The project investigates the research and development of static and dynamic autonomous network management agents that will be able to analyze telecommunication network behaviors, and predict faults and outages. Using collected datasets from EXFO network monitoring systems, we will research, analyze, design and develop machine learning models and algorithms adapted to the analysis of time series. These algorithms can be used as part of network monitoring toolsets to dynamically monitor the network behaviors. They will also allow real-time network faults detection/prediction, performance anomalies, and cyber threats. Machine learning models and algorithms will be tailored to assess the potential service impact of these faults, anomalies, and threats. This assessment will lead to the recommendation of mitigations and solutions, along with their expected impact on the network. In non-real-time contexts, we will analyze performance data collected over significant time periods and correlate them with the evolution of the network in terms of variables, such as topology and configuration. This performance data analysis will allow the identification of network areas with poor system performance and reliability.
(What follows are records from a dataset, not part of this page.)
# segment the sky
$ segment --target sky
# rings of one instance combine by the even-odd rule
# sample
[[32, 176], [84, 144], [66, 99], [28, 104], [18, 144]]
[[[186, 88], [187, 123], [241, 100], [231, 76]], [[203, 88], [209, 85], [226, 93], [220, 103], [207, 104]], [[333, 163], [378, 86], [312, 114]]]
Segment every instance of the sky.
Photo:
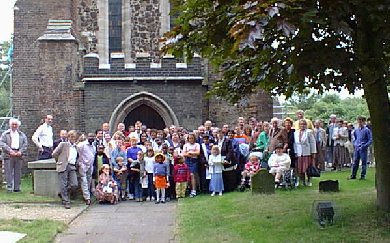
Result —
[[[0, 42], [10, 40], [11, 34], [13, 33], [13, 7], [15, 2], [16, 0], [0, 0]], [[347, 90], [342, 90], [338, 94], [342, 99], [351, 96]], [[363, 92], [359, 90], [355, 95], [362, 96]]]
[[8, 41], [14, 29], [14, 4], [16, 0], [0, 0], [0, 41]]

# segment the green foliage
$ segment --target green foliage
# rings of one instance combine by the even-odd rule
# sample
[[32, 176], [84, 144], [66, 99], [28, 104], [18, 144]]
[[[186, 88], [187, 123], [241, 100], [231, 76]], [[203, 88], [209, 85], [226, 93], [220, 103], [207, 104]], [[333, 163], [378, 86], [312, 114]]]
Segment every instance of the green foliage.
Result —
[[[291, 96], [307, 87], [387, 82], [390, 0], [175, 0], [176, 27], [163, 50], [216, 64], [211, 94], [236, 102], [261, 88]], [[375, 55], [375, 58], [372, 55]], [[375, 62], [376, 71], [365, 68]]]
[[306, 117], [313, 120], [321, 119], [325, 122], [328, 122], [331, 114], [352, 123], [358, 116], [369, 117], [366, 101], [358, 97], [340, 99], [336, 94], [327, 94], [322, 97], [312, 94], [305, 98], [301, 95], [290, 98], [286, 105], [290, 107], [289, 112], [304, 110]]
[[[376, 210], [374, 170], [365, 181], [348, 181], [349, 173], [321, 174], [321, 180], [339, 181], [339, 193], [319, 193], [314, 179], [311, 188], [274, 195], [232, 192], [180, 200], [180, 242], [389, 242], [389, 222]], [[320, 228], [315, 222], [317, 200], [334, 201], [334, 225]]]

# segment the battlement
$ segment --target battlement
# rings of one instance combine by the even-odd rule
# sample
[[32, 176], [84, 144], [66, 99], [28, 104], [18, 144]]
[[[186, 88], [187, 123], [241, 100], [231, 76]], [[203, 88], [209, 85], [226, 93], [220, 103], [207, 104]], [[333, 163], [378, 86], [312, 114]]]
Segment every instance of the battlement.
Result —
[[99, 64], [99, 55], [84, 56], [84, 77], [203, 77], [202, 62], [195, 56], [184, 63], [171, 55], [152, 62], [148, 53], [137, 53], [133, 63], [125, 63], [123, 53], [111, 53], [110, 64]]

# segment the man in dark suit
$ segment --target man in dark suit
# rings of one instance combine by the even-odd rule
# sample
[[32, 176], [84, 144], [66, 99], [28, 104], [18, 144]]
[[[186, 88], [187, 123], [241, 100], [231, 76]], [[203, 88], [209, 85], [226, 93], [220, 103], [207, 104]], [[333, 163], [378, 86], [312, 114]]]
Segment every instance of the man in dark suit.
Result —
[[67, 141], [68, 141], [68, 131], [61, 130], [60, 131], [60, 138], [54, 140], [54, 142], [53, 142], [53, 150], [56, 149], [61, 142], [67, 142]]
[[4, 169], [8, 192], [20, 192], [22, 156], [27, 151], [27, 137], [19, 130], [20, 124], [18, 119], [10, 119], [10, 129], [3, 132], [0, 138], [0, 147], [4, 152]]

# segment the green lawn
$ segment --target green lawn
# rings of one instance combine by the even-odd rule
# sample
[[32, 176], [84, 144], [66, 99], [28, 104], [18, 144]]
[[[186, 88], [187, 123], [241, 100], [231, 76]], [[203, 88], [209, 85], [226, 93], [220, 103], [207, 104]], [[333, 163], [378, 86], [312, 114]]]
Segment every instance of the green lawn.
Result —
[[[376, 211], [374, 169], [367, 180], [347, 180], [349, 171], [326, 172], [313, 187], [200, 195], [179, 201], [181, 242], [390, 242], [389, 215]], [[338, 179], [339, 193], [319, 193], [319, 180]], [[336, 221], [321, 228], [312, 216], [316, 200], [336, 204]], [[387, 220], [384, 220], [387, 218]]]
[[66, 227], [65, 223], [54, 220], [0, 220], [0, 231], [13, 231], [27, 234], [21, 241], [18, 241], [20, 243], [52, 242], [55, 235], [62, 232]]
[[3, 202], [58, 202], [57, 198], [35, 196], [32, 193], [32, 179], [31, 175], [22, 178], [21, 192], [9, 193], [4, 184], [0, 190], [0, 203]]

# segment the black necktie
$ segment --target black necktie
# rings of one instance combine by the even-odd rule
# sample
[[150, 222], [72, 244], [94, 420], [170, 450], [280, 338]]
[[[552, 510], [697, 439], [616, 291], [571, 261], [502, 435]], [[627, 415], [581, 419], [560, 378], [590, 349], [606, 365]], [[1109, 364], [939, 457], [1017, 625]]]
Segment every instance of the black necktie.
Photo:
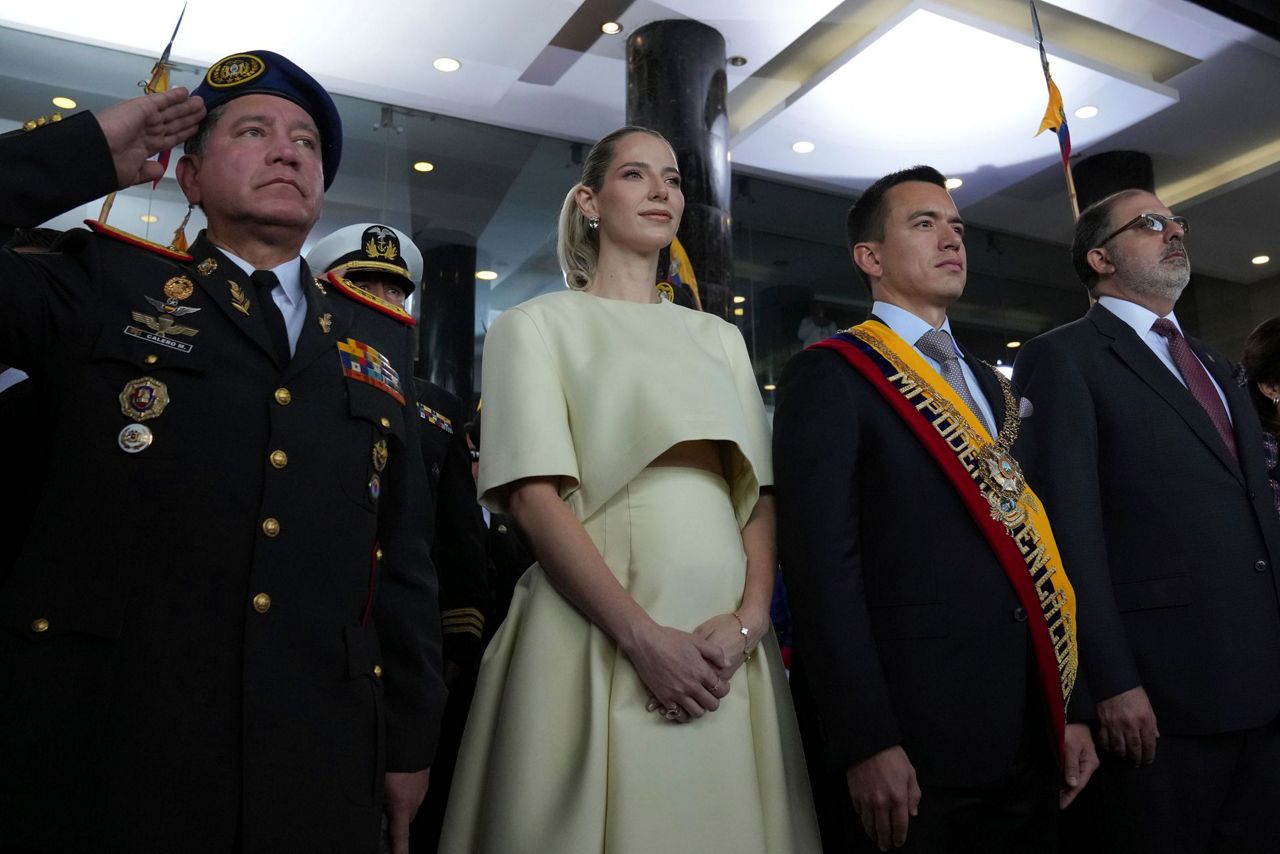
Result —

Design of Rotating Shift Schedules while Mitigating Circardian Cycle Disruption

The main goal of this project is to design rotating shift schedules that mitigate the circadian cycle disruptions, while taking account that the circadian cycle varies from person to person
Project in done in collaboration with Dr. Tristan Glatard (Concordia University) and Dr. Diane Boivin (Department of Medecine, McGill University).

Defragmentation in WDM Optical Networks

As lightpath services are added to a network over time, spectrum becomes fragmented, i.e., available wavelengths on different links do not match and thus no end-to-end paths can be established. While an offline provisioning where all traffic is known can minimize this effect to some extent, a dynamic or even incremental scenario is naturally more prone to creating a fragmented spectrum with wasted capacity.
There are multiple flavours of network defragmentation, depending on the specific deployment and technological constraints. Most commonly, lightpath reconfiguration is considered, wherein existing demands’ spectrum and paths are rearranged to accommodate a known set of additional demands. Several techniques can be employed with this goal: traditionally, a “make-before-break” technique is considered, where the rearranged demand is setup before the original one is torn down in order to prevent traffic disruption, by, e.g., duplicating the existing traffic.